J2で“22番目のチーム”町田の快進撃。相馬監督が選手に説く「チャレンジャー精神」

2016年05月20日 郡司 聡

昇格争いに加わる町田。一度はチームを離れた相馬監督の手腕がJ2で花開く。

町田を率いて3シーズン目となる相馬監督。チームは13節を終了して2位と快進撃を続ける。写真:滝川敏之(サッカーダイジェスト写真部)

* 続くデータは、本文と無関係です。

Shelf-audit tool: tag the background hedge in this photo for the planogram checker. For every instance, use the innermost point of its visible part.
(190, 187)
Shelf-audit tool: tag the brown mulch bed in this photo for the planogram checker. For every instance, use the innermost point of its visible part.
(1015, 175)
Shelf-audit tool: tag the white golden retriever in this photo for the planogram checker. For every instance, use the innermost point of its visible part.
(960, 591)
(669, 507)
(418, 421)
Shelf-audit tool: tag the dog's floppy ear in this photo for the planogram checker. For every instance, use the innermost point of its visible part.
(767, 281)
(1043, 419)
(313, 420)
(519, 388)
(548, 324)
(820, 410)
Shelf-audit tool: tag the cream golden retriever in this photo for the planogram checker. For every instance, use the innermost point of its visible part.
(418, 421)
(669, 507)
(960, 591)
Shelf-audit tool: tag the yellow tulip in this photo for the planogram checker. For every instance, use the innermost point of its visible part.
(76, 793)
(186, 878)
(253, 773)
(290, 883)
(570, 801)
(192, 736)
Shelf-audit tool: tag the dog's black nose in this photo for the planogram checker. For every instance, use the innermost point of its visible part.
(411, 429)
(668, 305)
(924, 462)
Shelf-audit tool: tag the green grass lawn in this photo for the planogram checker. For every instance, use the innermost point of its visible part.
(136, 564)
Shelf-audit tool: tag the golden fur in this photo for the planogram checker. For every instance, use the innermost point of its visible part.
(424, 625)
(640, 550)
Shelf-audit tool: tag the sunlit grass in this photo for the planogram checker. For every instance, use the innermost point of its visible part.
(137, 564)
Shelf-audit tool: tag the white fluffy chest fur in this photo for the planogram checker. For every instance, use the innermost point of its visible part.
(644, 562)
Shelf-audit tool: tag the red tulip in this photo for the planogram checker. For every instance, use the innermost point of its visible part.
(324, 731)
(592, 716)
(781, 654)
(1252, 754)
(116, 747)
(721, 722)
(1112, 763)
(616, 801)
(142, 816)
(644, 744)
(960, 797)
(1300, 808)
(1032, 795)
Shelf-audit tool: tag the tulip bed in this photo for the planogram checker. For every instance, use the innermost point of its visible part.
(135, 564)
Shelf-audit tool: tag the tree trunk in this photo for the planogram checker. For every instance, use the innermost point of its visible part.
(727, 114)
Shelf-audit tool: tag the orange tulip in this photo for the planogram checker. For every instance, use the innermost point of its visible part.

 1年でのJ2復帰を目指した2013シーズン、FC町田ゼルビアはJFLで4位に終わった。失意に暮れた2013年から再起を図る翌シーズン、誰を新監督に据えるのか――。
 
 2013シーズンが終わったあと、強化部長に就任した丸山竜平氏の腹積もりは、2010シーズン以来となる相馬直樹監督復帰の"一本釣り"で決まっていた。かくして2014シーズンの指揮権は、2010年以来の監督復帰となる相馬氏に託された。あれから3年。相馬監督の手腕はいま、J2で花開こうとしている。
 
 現役時代、理論派で鳴らした相馬監督が標榜するチームコンセプトのキーワードは、コンパクトな陣形の守備ブロックと素早い攻守転換。最終ラインは高いライン設定を維持し、チーム全体では選手同士の距離を詰めながらコンパクトな陣形を構築する。
 
 例えば相手がボールポゼッションをしている際にはコンパクトな3ラインで守備ブロックを築き、ボールサイドに人数をかけてボールを奪う守備戦術がチームの基軸となっている。そして局面では激しい球際の攻防からボールを奪い取り、素早い攻守の切り替えと味方を追い越す動きでショートカウンターを仕掛ける。
 
 こうした相馬監督が標榜するスタイルは、"キワ"の攻防にこだわり、ディテールの追求が勝利につながることを信じて、真摯に対戦相手と向き合うものだ。町田はチャレンジ精神旺盛なサッカーで着実に勝点を積み重ねている。